The Kiwi dollar fell to 68.89 US cents at 5pm in Wellington from 69.28 cents late Thursday. The trade-weighted index fell to 74.75 from 75.06.
There was evidence the US economy is strong enough to warrant higher interest rates. The Philadelphia Fed business outlook index for May jumped to 38.8, about twice the 18.5 level estimated by economists and a Reuters poll revised up the forecast for US GDP in the second quarter.
Separately, Loretta Mester, president of the Federal Reserve Bank of Cleveland, said the Fed needed to keep raising rates if economic conditions continue as expected and also should begin the process of shrinking its balance sheet.
"If quantitative easing debased the US dollar then quantitative tightening should have the opposite effect," said Mark Johnson, senior dealer at OMF.
"The market has pretty much priced in that the Fed will hike in June."
Fed funds futures are pricing in a 70 per cent chance that the Federal Reserve will raise interest rates in June.

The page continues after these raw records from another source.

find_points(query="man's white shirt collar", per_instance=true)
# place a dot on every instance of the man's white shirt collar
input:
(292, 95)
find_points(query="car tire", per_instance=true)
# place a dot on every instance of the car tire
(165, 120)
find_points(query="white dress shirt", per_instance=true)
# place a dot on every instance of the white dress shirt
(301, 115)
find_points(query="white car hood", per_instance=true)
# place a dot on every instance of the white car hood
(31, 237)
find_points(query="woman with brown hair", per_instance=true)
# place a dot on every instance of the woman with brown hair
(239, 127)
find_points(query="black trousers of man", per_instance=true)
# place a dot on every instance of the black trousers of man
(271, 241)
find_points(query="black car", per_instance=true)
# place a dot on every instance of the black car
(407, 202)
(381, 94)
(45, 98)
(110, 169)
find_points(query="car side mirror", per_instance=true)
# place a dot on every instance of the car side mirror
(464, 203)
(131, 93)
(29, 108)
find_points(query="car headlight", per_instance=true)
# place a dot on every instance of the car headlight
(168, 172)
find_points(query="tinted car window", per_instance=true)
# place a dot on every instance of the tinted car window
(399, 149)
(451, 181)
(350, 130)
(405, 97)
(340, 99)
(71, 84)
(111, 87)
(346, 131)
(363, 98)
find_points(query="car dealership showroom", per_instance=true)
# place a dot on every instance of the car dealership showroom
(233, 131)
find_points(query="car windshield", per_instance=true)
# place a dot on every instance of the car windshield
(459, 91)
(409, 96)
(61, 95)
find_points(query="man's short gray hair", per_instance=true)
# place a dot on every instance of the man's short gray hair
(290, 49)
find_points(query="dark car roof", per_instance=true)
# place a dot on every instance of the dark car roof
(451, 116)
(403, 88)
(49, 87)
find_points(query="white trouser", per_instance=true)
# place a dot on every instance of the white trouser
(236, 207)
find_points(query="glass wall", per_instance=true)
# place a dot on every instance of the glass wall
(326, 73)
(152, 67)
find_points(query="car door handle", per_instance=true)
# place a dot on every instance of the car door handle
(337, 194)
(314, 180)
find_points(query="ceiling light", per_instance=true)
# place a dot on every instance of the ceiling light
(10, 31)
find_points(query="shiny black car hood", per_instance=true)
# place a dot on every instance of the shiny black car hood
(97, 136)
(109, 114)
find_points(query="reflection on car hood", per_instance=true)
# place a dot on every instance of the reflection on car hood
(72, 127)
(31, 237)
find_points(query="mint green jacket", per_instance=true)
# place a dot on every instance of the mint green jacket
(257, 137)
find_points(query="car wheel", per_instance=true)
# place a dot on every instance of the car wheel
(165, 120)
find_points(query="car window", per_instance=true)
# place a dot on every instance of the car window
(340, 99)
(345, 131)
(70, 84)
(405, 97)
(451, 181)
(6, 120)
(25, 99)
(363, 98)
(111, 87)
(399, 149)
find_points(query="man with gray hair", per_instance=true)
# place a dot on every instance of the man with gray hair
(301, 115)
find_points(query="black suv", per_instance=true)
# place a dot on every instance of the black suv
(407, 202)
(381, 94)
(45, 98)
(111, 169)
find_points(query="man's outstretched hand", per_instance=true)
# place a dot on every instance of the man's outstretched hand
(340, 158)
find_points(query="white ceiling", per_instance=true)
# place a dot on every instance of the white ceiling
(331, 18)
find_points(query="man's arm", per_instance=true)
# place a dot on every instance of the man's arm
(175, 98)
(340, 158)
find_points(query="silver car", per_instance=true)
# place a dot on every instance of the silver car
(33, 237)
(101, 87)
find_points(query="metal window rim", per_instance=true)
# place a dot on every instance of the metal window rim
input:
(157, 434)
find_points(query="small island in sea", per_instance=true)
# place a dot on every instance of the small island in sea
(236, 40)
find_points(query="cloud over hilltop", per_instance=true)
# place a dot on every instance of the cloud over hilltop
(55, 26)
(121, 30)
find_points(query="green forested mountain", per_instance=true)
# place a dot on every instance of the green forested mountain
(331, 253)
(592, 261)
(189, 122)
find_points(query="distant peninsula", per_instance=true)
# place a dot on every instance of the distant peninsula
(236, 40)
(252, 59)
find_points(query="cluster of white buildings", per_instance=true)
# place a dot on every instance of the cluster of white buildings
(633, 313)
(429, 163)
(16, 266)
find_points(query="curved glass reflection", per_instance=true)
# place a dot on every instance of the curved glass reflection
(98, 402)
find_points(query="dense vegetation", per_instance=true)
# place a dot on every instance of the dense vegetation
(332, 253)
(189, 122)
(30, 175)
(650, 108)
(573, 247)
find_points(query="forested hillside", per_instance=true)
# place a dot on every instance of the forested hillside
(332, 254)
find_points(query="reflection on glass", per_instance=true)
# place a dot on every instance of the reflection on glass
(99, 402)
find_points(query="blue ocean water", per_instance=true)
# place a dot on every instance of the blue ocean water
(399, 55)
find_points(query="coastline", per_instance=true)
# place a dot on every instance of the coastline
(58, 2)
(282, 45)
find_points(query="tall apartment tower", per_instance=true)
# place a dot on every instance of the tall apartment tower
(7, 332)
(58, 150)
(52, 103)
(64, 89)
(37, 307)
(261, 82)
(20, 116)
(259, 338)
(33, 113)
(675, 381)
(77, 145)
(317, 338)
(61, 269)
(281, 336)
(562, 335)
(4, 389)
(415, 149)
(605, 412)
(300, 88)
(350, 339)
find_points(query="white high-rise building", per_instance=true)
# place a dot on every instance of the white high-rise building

The Brazilian real tumbled on allegations Mr Temer condoned bribery payments to a witness in a corruption probe. He has vowed not to resign.
The Kiwi dollar surged to 2.3192 real from 2.1743 real Thursday.
Reports about Mr Temer almost pushed Mr Trump off the front pages.
Speculation has mounted about the risks to Mr Trump of the ongoing Federal Bureau of Investigation probe into links between his team and Russian officials ahead of the election and his subsequent sacking of FBI director James Comey.
The New Zealand dollar was little changed at 92.775 Australian cents from 92.86 cents. The Kiwi slipped to 61.99 euro cents from 62.17 cents and fell to 53.17 British pence from 53.42 pence.
It dropped to 76.72 yen from 77.01 yen and declined to 4.7480 yuan from 4.7745 yuan on Thursday.
New Zealand's two-year swap rate was unchanged at 2.22 per cent and 10-year swaps dropped 6 points to 3.21 per cent.